PRESIDENT Duterte on Monday night directed the Department of Foreign Affairs to assist sea-based Filipino workers stranded abroad due to the coronavirus disease (COVID-19) pandemic.
The President, in his weekly “Talk to the People” address, said some of the seafarers may have contracted the virus or not been infected but just stayed in the ships “and just bear it all.” He said the problem is some of these seafarers had been at sea for as much as two to three years.
“There are Filipinos who are, itong mga seafarers, karamihan nito na-stranded, naiwan sa barko and where they were not allowed to dock or magdiskarga ng intended cargoes nila for a certain destination because of COVID (There are Filipinos who are, the seafarers, many of them stranded, left behind in the ships and where they were not allowed to dock or drop the intended cargoes for a certain destination because of COVID),” Duterte said.
He said it pains him to see the inadequacy in the assistance extended by the government to these people.
The President said the DFA officials should work with the foreign governments concerned to help stranded workers.
“A human being should never, never be a commodity that is just left behind to rot.
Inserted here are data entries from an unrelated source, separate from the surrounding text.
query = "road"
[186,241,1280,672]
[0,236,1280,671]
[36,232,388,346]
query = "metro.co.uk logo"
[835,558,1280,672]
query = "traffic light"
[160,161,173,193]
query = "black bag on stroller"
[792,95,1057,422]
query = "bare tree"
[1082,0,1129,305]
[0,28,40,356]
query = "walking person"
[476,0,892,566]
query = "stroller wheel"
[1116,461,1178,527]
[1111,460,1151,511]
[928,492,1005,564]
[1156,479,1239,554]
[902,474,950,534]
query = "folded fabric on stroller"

These are human beings and Filipinos, he said.
Duterte issued the directive after Defense Secretary Delfin Lorenzana reported that some 3,000 overseas Filipinos workers (OFWs) are still awaiting repatriation from Sabah in Malaysia, with a fifth batch of Filipinos to be repatriated next week. This would bring the number of repatriates to 2,000.
The President also made an appeal to the Malaysian government to assist the Filipinos to return to the country, amid tensions over the territorial claims of both countries.
“Now, I am happy to hear from Secretary Galvez that they are coming home, some of them are from Sabah…That has been a very ticklish issue between our governments. And we are, we are trying our best to appeal to the humanitarian sense of the Malaysian government to please help our citizens in your country, as we would, as we would do for your citizens if they are in our country,” he said.
Galvez reported that as of September 14, a total of 200,431 OFWs have been repatriated from all over the world with at least 80,000 OFWs expected to return to the country this year.
Interior Secretary Eduardo Ano , meanwhile, said qualified OFWs and displaced workers will be prioritized in the hiring of 50,000 more contact tracers.
Ano said funding for the new contact tracers would be sourced from the P5-billion fund included in the “Bayanihan to Recover as One” or Bayanihan 2.